Wir dürfen neu denken
Was bedeutet es eigentlich, wenn ein Pferd sich an eine Situation anpasst? Bedeutet Anpassung automatisch, dass es ihm damit gut geht? Genau diese vermeintliche Selbstverständlichkeit stellt die aktuelle Forschung zunehmend infrage.
Im neuen Podcast sprechen wir mit Celina Skogen über Telenome, Allostatic Load und eine veränderte Definition von Schmerzen, die inzwischen auch auf Pferde übertragen wird. Es geht um wissenschaftliche Erkenntnisse, die unseren Blick auf das Verhalten von Pferden verändern können.
„Durch diese wissenschaftlichen Erkenntnisse dürfen wir jetzt neu denken“, sagt Celina Skogen im Gespräch.
Und dieses Neudenken hat Konsequenzen. Wir müssen noch genauer hinschauen, wie sich ein Pferd tatsächlich fühlt. Wir dürfen Anpassung nicht vorschnell mit Wohlbefinden gleichsetzen. Denn ein Pferd kann lernen, mit einer belastenden Situation umzugehen, ohne dass diese Belastung verschwunden ist.

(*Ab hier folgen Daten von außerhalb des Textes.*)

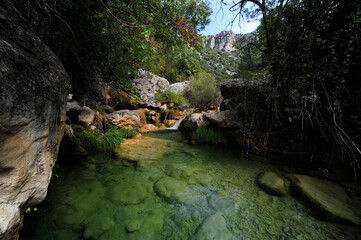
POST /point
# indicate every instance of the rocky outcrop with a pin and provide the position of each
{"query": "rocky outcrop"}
(273, 183)
(226, 40)
(327, 200)
(149, 85)
(32, 113)
(86, 116)
(125, 118)
(179, 87)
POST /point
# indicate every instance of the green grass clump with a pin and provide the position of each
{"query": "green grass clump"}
(97, 141)
(209, 135)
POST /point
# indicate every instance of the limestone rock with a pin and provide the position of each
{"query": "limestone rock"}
(148, 128)
(32, 114)
(179, 87)
(170, 189)
(196, 119)
(327, 200)
(106, 108)
(149, 85)
(223, 119)
(273, 183)
(130, 193)
(86, 116)
(213, 227)
(125, 118)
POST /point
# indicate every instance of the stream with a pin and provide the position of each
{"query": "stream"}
(158, 186)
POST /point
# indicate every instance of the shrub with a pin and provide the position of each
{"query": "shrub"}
(168, 96)
(203, 91)
(209, 135)
(97, 141)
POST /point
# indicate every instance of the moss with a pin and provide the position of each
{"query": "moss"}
(97, 141)
(209, 135)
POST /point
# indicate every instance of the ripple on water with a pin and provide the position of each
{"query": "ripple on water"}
(170, 190)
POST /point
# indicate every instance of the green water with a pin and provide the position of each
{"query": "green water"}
(160, 187)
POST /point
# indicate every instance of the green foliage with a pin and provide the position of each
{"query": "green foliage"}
(203, 91)
(97, 141)
(209, 135)
(112, 39)
(168, 96)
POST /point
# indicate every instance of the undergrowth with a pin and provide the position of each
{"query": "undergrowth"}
(209, 135)
(98, 141)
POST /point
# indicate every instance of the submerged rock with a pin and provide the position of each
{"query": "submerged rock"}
(170, 189)
(149, 85)
(273, 183)
(327, 200)
(129, 193)
(32, 114)
(213, 227)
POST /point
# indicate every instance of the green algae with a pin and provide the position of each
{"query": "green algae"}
(183, 192)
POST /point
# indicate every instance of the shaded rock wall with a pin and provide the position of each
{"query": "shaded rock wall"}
(32, 113)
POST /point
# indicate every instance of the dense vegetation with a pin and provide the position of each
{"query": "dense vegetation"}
(311, 52)
(111, 39)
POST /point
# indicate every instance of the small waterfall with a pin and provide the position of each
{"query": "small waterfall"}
(176, 125)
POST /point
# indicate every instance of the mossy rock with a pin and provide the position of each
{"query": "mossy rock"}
(273, 183)
(100, 224)
(128, 193)
(170, 189)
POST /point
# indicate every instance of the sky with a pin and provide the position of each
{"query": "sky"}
(221, 18)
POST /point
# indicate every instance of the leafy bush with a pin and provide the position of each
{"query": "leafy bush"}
(97, 141)
(203, 91)
(209, 135)
(170, 97)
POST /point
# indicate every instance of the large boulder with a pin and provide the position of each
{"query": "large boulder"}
(125, 118)
(223, 119)
(149, 85)
(273, 183)
(179, 87)
(327, 200)
(32, 114)
(213, 227)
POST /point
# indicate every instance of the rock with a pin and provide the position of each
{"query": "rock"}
(327, 200)
(196, 120)
(97, 227)
(122, 100)
(125, 118)
(106, 108)
(149, 85)
(213, 227)
(72, 111)
(223, 119)
(129, 193)
(273, 183)
(172, 114)
(33, 90)
(170, 123)
(148, 128)
(179, 87)
(170, 189)
(86, 116)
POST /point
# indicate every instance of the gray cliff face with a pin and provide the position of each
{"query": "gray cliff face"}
(225, 41)
(32, 113)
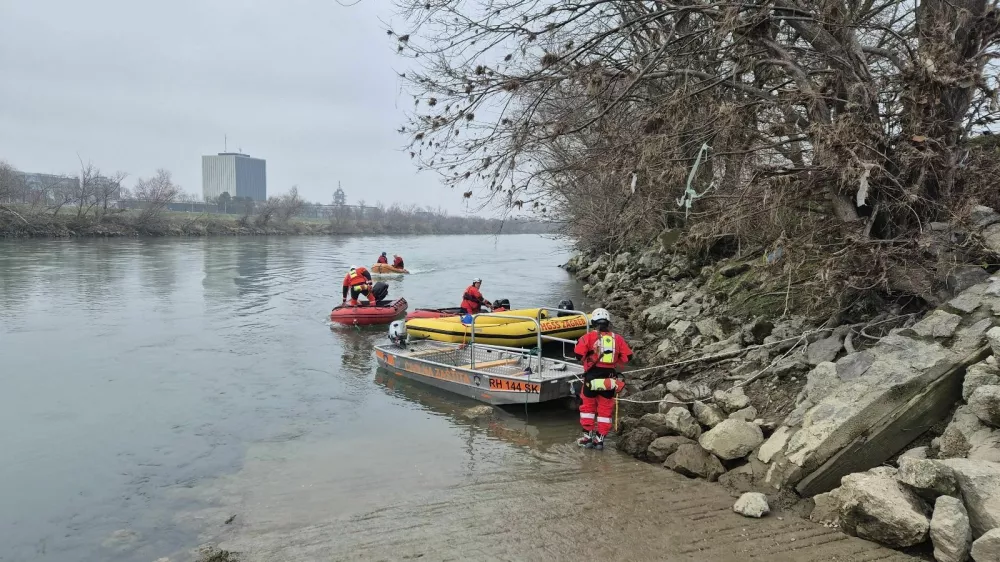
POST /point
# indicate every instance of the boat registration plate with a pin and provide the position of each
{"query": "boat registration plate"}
(514, 386)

Das betrifft auch unseren Blick auf das vermeintlich „brave“ Pferd. Ruhiges, angepasstes Verhalten muss nicht zwangsläufig bedeuten: Diesem Pferd geht es gut. Es kann ebenso Ausdruck einer Anpassungsleistung sein.
Ein Gespräch über neue wissenschaftliche Erkenntnisse – und darüber, warum sie uns auffordern, manches, was wir über Pferdeverhalten zu wissen glaubten, noch einmal genauer zu betrachten.